And look, the other tailwinds we have going into 2019 here in addition to everything that Brandon said is that the capacity. We've been driving strong capacity out of our SPs. This quarter was the fourth quarter in a row of greater than 30% - greater than 30% capacity. So that will roll through. Opt-in that Brandon spoke about, as you know that's outside of capacity. And then last year, the Angie's List synergies, the SR path on the Angie's List site, we enjoyed a lot of SRs from there, but they didn't - we didn't have the capacity they showed up as obviously expenses - reduced marketing expenses.
And this year, we think we can monetize them and you saw our pacing last year, where we didn't have these tailwinds and you saw a revenue growth of 15% in the first quarter, 17% in the second quarter, and 21% in the third quarter. So within year, in two quarters, we accelerate 600 basis points.
Our next question comes from Doug Anmuth with JPMorgan.
It's Cory Carpenter on for Doug. Two questions on ANGI, you highlighted that on-demand grew to 15% of service request this quarter, just hoping you could expand more on some of the drivers within that category and stepping back, do you have a target or goal and how big, the mix on demand could represent longer term? And then one quick follow-up on the marketing channel comments in the shareholder letter, would just be curious what the channels were that cut spend on?

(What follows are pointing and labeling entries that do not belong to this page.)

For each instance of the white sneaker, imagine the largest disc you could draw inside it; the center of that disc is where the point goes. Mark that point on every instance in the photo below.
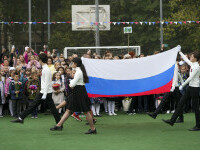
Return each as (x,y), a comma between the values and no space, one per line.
(114,114)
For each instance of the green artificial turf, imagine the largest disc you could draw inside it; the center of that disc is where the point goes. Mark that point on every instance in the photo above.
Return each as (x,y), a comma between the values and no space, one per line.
(121,132)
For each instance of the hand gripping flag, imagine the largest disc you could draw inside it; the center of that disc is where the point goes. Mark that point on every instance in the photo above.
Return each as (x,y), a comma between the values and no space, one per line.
(131,77)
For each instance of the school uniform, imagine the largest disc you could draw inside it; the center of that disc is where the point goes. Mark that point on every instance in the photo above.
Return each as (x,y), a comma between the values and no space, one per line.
(80,101)
(191,92)
(46,89)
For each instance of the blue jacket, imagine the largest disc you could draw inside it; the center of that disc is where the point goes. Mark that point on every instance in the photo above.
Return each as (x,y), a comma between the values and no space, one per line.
(12,91)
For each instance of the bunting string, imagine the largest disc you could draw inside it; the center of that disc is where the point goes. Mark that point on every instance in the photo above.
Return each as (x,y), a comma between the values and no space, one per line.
(112,23)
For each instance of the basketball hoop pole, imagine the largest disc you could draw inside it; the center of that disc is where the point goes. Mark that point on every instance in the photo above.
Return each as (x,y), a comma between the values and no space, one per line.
(97,26)
(128,42)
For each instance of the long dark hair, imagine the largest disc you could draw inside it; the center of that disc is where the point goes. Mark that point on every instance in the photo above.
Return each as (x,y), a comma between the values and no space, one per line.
(79,63)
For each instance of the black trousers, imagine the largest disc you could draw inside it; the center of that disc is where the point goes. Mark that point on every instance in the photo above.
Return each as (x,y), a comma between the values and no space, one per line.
(193,93)
(37,102)
(174,96)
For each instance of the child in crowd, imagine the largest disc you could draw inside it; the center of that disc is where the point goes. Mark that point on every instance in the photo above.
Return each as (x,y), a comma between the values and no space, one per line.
(57,65)
(62,73)
(32,89)
(33,62)
(111,106)
(50,65)
(2,96)
(16,94)
(7,92)
(58,89)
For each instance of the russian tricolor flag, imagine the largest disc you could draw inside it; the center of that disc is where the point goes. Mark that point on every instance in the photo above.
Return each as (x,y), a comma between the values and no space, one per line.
(131,77)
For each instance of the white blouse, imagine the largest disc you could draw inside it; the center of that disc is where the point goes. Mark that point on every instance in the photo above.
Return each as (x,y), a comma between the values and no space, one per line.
(78,78)
(193,79)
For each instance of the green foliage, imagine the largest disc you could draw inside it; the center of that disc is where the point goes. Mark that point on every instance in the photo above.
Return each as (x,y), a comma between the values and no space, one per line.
(186,35)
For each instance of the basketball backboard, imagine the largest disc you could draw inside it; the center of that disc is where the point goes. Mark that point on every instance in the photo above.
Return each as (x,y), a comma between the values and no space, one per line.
(83,17)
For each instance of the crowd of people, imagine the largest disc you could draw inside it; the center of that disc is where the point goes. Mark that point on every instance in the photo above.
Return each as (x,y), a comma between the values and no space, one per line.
(20,79)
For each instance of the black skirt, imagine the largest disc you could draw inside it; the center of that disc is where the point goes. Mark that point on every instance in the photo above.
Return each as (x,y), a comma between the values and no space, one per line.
(78,100)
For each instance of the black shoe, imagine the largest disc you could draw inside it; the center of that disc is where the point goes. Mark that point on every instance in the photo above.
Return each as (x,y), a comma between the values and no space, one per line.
(91,131)
(179,121)
(94,121)
(56,128)
(194,129)
(17,121)
(152,115)
(168,122)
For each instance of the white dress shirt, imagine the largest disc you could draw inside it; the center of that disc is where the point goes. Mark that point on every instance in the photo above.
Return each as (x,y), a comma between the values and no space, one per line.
(193,79)
(46,80)
(78,78)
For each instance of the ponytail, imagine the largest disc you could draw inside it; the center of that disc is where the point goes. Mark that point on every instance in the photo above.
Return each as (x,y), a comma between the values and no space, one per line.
(78,61)
(85,76)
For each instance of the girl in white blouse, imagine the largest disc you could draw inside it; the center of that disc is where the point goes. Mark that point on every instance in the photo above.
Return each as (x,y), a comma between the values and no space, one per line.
(80,101)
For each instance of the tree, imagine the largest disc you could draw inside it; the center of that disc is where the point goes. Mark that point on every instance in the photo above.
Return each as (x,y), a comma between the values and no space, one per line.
(186,35)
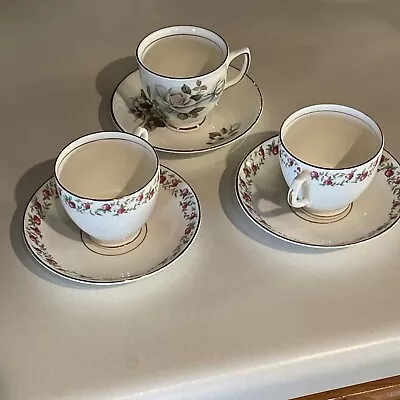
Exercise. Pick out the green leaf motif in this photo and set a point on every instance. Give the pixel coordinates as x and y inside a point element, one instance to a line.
<point>182,116</point>
<point>196,97</point>
<point>197,110</point>
<point>213,135</point>
<point>186,89</point>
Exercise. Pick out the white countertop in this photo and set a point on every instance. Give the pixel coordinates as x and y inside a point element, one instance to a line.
<point>241,315</point>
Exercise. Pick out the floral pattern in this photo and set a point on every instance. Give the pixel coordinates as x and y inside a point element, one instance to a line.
<point>327,178</point>
<point>143,109</point>
<point>150,118</point>
<point>185,102</point>
<point>48,194</point>
<point>249,169</point>
<point>270,148</point>
<point>223,134</point>
<point>114,207</point>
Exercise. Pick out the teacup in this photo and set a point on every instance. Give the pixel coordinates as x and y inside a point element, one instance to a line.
<point>108,184</point>
<point>183,71</point>
<point>329,155</point>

So in terms of the driver on on-demand growth this year, a large part of that is driven by the new Opt-In platform. And I think what our focus is on driving real time connections on a one-to-one basis. We found that that produces the highest satisfaction and the highest quality and value for both consumers and for service providers and so each of our products that we put in this on-demand category really fit that description and set of characteristics.
In terms of where the ceiling is, I think we've debated this a lot and certainly we believe 25% to 50% is possible, but I think what you're likely to see is us develop and deliver a lot of new products that fit that same description that may look different than what we've already introduced.
I think this notion that you connect people quickly in real time and at their discretion is one that has legs, and that can be expanded to a lot of project types that we may have previously thought were sort of difficult to fit into the on-demand mode. So certainly we think we can get to 25% to 50%, but perhaps there's room beyond that as well.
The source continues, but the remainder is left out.